羽衣の章 第6話


「ちーちゃんの携帯鳴ってるよ」
「うそでしょ、こんな時間にかけてくる人いないよ、啓太以外に」

 千広は彼と二人で座っているソファから動きたくなかった。だが、ベッド脇のコンセントにつないである小さな機械は確かに震え続けている。こんな遅くに電話をかけてくる相手へ苛立ちながら、千広はソファから立ち上がり携帯を拾った。ディスプレイに表示された電話番号には見覚えがない。

「もしもし?」
『粟島です。夜分遅くごめん。今どこ?』

 聞こえてきた声に千広は思わず床に正座した。あわてて彼に手を振ってテレビの音量を少し小さくしてくれと頼む。

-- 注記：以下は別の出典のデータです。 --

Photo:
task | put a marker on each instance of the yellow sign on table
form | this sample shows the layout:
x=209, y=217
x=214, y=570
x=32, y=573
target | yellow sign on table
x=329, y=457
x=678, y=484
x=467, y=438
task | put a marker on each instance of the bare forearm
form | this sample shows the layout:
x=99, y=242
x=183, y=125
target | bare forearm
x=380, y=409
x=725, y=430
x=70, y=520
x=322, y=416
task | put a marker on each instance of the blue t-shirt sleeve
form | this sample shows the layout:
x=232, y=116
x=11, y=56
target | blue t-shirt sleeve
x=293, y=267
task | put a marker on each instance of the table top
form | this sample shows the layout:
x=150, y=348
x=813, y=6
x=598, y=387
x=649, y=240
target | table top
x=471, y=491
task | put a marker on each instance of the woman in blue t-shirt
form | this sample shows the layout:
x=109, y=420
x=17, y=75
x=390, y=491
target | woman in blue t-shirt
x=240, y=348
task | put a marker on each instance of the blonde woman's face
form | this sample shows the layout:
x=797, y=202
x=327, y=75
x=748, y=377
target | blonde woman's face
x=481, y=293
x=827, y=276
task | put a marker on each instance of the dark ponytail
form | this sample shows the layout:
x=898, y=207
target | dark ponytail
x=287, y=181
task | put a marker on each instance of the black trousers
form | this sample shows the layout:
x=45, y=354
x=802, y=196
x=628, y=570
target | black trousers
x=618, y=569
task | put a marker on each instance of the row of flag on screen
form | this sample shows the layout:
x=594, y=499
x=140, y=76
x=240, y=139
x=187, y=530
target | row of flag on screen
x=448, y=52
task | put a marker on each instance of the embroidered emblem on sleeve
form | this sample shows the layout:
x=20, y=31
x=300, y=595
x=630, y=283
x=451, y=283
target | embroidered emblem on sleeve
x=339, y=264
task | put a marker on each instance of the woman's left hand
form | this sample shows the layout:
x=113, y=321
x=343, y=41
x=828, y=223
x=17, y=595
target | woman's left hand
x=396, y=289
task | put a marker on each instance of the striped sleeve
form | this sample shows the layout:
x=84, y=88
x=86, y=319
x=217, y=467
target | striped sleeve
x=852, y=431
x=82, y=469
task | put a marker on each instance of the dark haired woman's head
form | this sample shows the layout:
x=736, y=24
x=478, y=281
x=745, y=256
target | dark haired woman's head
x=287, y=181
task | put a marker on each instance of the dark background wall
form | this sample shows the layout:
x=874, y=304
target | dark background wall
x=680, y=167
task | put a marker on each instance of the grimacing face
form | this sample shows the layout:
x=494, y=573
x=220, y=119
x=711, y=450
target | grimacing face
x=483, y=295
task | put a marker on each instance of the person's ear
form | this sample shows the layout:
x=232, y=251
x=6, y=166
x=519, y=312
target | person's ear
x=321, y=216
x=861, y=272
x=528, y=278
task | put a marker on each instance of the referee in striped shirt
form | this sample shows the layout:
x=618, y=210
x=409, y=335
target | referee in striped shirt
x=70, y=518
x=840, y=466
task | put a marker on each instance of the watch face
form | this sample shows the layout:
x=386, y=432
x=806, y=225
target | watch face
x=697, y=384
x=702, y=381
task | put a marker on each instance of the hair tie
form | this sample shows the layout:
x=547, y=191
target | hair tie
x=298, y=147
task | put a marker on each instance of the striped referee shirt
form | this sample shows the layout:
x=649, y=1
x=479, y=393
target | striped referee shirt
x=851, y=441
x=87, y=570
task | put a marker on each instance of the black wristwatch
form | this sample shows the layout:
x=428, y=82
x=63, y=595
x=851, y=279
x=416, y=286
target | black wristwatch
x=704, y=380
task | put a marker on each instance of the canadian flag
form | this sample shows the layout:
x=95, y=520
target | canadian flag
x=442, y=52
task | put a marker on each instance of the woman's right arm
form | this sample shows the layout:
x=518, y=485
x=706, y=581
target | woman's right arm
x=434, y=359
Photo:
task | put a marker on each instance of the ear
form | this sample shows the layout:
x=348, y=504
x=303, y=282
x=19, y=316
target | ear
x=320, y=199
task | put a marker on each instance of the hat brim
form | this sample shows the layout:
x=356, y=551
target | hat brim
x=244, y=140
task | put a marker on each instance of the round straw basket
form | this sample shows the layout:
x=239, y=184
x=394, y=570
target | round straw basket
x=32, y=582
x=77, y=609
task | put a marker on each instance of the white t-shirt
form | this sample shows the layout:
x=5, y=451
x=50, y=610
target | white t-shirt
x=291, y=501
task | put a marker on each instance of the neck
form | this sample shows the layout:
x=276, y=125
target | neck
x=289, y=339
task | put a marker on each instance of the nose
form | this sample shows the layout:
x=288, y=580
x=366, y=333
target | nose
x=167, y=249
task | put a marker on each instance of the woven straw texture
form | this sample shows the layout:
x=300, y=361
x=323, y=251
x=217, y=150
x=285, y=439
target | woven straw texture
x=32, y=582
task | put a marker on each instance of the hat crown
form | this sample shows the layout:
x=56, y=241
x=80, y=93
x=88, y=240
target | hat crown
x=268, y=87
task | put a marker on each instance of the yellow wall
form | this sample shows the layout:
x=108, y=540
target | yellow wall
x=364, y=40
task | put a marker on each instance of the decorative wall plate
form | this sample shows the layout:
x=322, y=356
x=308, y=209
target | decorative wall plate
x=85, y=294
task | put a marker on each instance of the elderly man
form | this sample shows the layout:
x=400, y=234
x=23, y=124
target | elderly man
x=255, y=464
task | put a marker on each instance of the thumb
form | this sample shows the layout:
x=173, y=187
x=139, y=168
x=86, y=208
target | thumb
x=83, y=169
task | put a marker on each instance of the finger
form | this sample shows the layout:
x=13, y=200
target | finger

「どうしたんですか? っていうかどうして私の携帯番号ご存じなんですか?」
『家に電話してお父様に聞いたから。優しいお父様だね』

 まったく何を考えているのだうちの父親は、と怒りかけて千広は思いとどまった。娘の上司から電話がかかってきたのだから、きっと何を聞かれてもはいはいとその通りに答えただろう。電話の前で何度も頭を下げている様子が目に浮かぶ。

『今、誰かと一緒にいるの?』

 とっさにごまかさなければと思い、すぐに構わないと思い直した。彼氏がいることぐらい隠すことではない。

「彼の家にいます」
『……へえ、そう。通用口に預けてあった手紙読んだよ。今、少し話したいんだけどいい?』
「ちょっと、取り込み中なんですけど」

 千広の口調のきつさに驚いたのか、啓太が心配そうにのぞきこんできた。

「誰?」

 静かにしてとジェスチャーして、千広は電話を持ち直した。

「すみません、明日じゃだめですか?」
『取り込み中、ね。今夜じゅうに話したい。五分でいいから』
「わかりました。どうぞ。お話し下さい」

 こんな夜中に先輩と話をするのは養成所時代以来だ。あの頃は、昼間に何か失敗をするたび先輩にお詫びの電話をかけねばならず、延々と続く説教が深夜にまで及んだこともあった。だが、今は、先輩のほうからかかってきている。
 啓太は気をきかせてテレビを消し、一間の狭いアパートの少しでも離れたところへ行ってくれたつもりなのか、台所で飲み物を作りはじめた。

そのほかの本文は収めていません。